People Also Ask Miner: Scraping Google's PAA Box for Content Research

Web Development May 2026

People Also Ask Miner pipeline diagram — keyword input flowing through a scraper engine and PAA extractor to JSON and CSV output

TL;DR: people-also-ask is a Node.js CLI that feeds a seed keyword into a headless browser, extracts every question from Google's "People Also Ask" box, recursively expands each question to mine its own PAA set, and writes the full question tree to questions.json and questions.csv. No API key required, no per-query cost, no 3rd-party service. One command yields dozens of real user questions you can use directly for blog post ideation, FAQ sections, or structured data markup.

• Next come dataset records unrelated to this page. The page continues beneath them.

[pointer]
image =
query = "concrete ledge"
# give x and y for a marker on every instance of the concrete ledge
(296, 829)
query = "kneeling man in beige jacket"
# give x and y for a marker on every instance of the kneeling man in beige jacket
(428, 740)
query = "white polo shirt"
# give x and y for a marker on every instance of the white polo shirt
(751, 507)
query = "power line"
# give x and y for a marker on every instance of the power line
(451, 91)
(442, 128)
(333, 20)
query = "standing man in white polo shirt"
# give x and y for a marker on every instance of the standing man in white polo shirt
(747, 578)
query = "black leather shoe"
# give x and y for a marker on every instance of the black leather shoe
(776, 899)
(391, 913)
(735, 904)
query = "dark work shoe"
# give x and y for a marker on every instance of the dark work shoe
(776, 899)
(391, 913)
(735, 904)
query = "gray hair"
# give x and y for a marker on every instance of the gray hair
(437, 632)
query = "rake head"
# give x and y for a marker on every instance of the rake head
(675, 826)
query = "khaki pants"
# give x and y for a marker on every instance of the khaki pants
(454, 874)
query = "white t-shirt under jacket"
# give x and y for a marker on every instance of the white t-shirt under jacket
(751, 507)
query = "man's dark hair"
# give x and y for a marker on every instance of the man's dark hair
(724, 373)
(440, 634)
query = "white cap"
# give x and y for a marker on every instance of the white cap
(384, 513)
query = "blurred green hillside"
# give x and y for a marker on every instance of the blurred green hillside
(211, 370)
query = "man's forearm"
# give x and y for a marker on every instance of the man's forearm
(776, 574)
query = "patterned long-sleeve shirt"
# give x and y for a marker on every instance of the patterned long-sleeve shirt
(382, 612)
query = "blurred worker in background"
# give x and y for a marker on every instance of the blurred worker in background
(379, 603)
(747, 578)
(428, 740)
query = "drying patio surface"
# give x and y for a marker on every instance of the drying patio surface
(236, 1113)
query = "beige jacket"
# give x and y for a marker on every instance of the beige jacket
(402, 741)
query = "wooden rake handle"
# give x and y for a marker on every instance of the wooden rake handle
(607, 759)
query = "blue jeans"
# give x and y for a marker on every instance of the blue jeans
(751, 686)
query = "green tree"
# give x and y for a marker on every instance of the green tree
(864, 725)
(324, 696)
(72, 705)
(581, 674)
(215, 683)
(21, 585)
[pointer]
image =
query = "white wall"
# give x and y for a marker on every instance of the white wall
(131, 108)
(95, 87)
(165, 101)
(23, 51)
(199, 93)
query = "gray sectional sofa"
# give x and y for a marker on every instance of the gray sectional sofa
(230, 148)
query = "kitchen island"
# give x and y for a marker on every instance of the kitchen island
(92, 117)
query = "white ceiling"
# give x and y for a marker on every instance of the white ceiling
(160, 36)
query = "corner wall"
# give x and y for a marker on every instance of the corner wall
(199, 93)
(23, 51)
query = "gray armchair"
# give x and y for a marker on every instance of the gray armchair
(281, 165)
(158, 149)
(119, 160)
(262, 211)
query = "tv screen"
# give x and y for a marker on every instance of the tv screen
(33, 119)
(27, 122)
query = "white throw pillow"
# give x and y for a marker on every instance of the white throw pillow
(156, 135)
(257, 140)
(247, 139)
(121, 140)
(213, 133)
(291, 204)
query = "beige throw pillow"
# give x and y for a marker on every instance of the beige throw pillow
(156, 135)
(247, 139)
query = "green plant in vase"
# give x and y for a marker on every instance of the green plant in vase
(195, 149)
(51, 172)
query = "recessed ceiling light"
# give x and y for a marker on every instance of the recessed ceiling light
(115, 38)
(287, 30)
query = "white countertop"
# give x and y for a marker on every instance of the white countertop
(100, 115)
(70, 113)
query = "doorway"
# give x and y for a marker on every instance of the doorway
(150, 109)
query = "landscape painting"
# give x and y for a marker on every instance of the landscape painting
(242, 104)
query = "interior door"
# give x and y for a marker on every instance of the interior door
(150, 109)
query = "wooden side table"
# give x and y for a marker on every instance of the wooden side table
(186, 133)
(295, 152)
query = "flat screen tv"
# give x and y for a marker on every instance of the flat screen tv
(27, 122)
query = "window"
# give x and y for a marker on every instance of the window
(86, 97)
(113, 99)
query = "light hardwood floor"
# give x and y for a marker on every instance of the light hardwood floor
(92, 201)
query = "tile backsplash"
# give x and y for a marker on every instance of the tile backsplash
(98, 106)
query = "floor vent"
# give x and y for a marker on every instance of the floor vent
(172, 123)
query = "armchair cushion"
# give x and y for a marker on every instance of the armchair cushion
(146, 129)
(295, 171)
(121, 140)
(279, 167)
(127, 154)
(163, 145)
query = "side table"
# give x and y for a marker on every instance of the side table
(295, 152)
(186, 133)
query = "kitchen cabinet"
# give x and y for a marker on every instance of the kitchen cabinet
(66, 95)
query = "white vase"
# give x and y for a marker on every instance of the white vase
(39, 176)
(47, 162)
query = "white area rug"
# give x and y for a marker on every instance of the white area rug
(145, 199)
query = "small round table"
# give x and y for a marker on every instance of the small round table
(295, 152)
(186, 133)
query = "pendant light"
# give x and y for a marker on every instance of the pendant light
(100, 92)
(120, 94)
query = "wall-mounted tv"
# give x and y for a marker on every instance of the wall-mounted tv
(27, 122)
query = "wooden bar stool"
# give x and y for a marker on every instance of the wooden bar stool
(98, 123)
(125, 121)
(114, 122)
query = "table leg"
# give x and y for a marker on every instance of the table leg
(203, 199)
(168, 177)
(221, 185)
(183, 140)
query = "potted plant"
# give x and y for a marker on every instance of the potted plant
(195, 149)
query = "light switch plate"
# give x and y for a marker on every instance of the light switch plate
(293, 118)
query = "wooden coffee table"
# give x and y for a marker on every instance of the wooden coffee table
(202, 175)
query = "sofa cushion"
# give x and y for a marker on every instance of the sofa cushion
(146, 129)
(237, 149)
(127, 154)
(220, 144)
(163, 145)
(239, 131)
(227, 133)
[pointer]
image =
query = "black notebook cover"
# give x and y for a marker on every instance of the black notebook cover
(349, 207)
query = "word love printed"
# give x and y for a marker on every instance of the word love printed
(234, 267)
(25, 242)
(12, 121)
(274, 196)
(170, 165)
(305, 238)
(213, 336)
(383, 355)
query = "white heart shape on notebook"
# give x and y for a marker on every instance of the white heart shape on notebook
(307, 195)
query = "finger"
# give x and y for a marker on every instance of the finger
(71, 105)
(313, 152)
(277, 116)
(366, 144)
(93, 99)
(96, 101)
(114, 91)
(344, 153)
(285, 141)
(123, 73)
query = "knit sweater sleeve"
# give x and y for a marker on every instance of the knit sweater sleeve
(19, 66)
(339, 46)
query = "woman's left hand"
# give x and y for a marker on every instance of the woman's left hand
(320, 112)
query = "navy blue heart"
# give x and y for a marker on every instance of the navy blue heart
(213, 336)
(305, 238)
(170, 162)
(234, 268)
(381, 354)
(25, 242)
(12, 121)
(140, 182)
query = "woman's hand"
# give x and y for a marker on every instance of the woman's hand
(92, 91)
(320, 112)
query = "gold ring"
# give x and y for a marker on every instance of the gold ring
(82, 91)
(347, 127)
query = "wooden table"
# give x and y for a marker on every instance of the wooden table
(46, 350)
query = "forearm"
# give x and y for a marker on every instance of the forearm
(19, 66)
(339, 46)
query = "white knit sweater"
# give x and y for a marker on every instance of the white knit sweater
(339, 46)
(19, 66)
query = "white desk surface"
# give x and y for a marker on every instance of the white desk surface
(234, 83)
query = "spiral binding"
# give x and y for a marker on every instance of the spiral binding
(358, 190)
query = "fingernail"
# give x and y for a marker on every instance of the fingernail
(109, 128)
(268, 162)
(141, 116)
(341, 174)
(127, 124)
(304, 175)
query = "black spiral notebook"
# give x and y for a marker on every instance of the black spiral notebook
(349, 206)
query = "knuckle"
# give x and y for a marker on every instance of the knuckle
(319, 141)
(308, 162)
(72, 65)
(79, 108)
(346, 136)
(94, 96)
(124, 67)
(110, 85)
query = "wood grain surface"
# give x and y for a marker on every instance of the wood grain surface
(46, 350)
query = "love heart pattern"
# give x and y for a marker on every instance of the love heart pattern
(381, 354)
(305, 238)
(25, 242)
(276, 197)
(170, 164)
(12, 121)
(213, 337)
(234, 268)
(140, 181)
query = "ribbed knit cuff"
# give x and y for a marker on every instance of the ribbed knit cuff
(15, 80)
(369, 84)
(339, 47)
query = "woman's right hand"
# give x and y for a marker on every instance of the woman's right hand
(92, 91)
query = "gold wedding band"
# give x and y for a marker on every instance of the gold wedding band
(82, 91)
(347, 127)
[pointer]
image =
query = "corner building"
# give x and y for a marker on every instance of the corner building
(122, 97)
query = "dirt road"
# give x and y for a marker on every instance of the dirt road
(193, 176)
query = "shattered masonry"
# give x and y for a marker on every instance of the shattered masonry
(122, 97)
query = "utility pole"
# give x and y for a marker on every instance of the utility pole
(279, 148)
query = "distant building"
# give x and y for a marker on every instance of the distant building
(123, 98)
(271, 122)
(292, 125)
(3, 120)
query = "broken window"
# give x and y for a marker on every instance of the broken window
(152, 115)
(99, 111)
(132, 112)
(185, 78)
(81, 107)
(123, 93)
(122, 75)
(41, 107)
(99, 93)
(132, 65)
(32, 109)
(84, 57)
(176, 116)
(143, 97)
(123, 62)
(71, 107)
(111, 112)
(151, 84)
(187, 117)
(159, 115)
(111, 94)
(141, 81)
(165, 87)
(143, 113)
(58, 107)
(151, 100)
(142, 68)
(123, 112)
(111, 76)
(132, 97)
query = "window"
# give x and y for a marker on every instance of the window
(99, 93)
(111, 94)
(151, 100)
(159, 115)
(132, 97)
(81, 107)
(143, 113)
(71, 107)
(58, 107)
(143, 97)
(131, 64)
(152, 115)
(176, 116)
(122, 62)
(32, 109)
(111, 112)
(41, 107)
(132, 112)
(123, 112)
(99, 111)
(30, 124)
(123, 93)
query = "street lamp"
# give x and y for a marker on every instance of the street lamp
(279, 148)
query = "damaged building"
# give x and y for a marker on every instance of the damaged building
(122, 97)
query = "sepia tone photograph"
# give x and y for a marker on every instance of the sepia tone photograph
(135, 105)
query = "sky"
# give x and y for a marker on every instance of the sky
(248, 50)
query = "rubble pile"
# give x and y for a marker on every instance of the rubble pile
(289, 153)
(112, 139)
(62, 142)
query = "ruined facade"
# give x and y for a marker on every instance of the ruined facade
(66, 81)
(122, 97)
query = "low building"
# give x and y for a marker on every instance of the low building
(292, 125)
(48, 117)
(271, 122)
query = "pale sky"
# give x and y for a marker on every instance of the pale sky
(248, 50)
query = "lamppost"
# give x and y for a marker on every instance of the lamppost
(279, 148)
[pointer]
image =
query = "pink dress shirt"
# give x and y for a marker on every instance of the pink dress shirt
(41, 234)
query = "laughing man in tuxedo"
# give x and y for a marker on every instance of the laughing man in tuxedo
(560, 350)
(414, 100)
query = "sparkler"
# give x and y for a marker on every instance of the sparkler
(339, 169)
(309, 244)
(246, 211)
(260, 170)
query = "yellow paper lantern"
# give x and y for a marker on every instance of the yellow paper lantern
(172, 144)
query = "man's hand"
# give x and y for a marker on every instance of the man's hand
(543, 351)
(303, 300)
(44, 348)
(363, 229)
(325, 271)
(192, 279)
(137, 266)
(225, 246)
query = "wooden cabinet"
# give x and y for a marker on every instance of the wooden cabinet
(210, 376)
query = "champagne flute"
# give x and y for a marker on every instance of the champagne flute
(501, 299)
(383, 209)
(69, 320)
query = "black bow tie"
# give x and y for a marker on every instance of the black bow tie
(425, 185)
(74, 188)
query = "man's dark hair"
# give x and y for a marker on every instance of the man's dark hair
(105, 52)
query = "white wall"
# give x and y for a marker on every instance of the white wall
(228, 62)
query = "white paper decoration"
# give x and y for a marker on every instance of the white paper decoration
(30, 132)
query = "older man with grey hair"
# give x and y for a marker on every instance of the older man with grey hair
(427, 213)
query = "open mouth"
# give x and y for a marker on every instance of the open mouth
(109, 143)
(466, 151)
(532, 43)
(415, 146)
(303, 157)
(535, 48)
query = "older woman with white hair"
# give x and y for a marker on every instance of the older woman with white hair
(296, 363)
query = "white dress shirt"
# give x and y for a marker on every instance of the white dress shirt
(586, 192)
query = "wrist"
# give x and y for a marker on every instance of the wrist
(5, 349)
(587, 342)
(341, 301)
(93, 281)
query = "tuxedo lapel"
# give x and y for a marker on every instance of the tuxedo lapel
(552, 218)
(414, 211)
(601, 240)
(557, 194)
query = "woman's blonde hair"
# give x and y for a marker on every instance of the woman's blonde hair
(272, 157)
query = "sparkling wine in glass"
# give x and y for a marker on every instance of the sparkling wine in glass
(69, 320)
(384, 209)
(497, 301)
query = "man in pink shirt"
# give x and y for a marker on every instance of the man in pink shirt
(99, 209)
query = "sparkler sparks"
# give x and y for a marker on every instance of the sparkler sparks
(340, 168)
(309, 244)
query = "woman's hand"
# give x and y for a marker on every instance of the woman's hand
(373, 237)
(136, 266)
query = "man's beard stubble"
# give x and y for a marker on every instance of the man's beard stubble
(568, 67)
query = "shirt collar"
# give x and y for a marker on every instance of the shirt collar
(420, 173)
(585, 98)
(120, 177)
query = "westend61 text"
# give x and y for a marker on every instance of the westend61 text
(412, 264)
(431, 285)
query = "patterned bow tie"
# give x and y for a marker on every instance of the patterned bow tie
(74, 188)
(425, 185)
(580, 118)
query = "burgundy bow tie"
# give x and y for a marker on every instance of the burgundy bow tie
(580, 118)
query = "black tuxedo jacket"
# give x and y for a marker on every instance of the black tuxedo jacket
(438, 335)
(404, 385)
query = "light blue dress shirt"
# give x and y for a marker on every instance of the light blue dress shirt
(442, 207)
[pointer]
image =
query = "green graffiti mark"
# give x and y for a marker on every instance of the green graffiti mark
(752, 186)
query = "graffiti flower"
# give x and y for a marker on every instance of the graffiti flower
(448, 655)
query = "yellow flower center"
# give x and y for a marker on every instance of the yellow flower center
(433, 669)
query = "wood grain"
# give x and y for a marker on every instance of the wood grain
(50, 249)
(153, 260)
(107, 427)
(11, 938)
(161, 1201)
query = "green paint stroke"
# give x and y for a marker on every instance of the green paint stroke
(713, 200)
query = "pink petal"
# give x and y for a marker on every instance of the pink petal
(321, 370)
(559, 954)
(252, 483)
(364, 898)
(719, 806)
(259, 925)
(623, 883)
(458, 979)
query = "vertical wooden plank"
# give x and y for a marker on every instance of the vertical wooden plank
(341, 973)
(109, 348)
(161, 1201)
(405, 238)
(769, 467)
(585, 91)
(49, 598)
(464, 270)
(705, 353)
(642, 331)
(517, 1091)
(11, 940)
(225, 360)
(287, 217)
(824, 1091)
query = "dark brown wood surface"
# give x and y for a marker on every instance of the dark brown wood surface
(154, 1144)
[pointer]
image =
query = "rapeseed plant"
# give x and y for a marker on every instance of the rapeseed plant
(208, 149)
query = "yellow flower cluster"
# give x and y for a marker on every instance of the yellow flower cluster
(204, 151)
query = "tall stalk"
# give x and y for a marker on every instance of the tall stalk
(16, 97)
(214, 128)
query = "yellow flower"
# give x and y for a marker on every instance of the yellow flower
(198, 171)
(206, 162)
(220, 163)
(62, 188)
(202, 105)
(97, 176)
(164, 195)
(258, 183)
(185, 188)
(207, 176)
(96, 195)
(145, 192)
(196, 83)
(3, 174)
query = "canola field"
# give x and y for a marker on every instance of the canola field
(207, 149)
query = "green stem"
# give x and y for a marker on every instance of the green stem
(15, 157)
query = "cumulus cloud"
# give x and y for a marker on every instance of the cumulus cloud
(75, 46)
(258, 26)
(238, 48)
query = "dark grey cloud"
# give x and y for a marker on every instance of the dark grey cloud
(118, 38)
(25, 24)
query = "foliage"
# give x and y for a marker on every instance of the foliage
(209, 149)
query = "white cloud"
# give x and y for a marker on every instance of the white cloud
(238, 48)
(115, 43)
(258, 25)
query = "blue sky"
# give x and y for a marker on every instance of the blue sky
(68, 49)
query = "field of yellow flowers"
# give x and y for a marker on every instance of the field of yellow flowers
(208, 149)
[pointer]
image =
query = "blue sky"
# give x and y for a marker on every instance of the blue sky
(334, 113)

The Problem with Keyword Tools

Most content research tools are either expensive (Ahrefs, SEMrush), rate-limited (Google Keyword Planner), or noisy (autocomplete scrapers that return every prefix variation rather than the natural-language questions real users type). The "People Also Ask" box is different — it surfaces questions Google has already validated as genuinely related to a topic, phrased the way users actually phrase them.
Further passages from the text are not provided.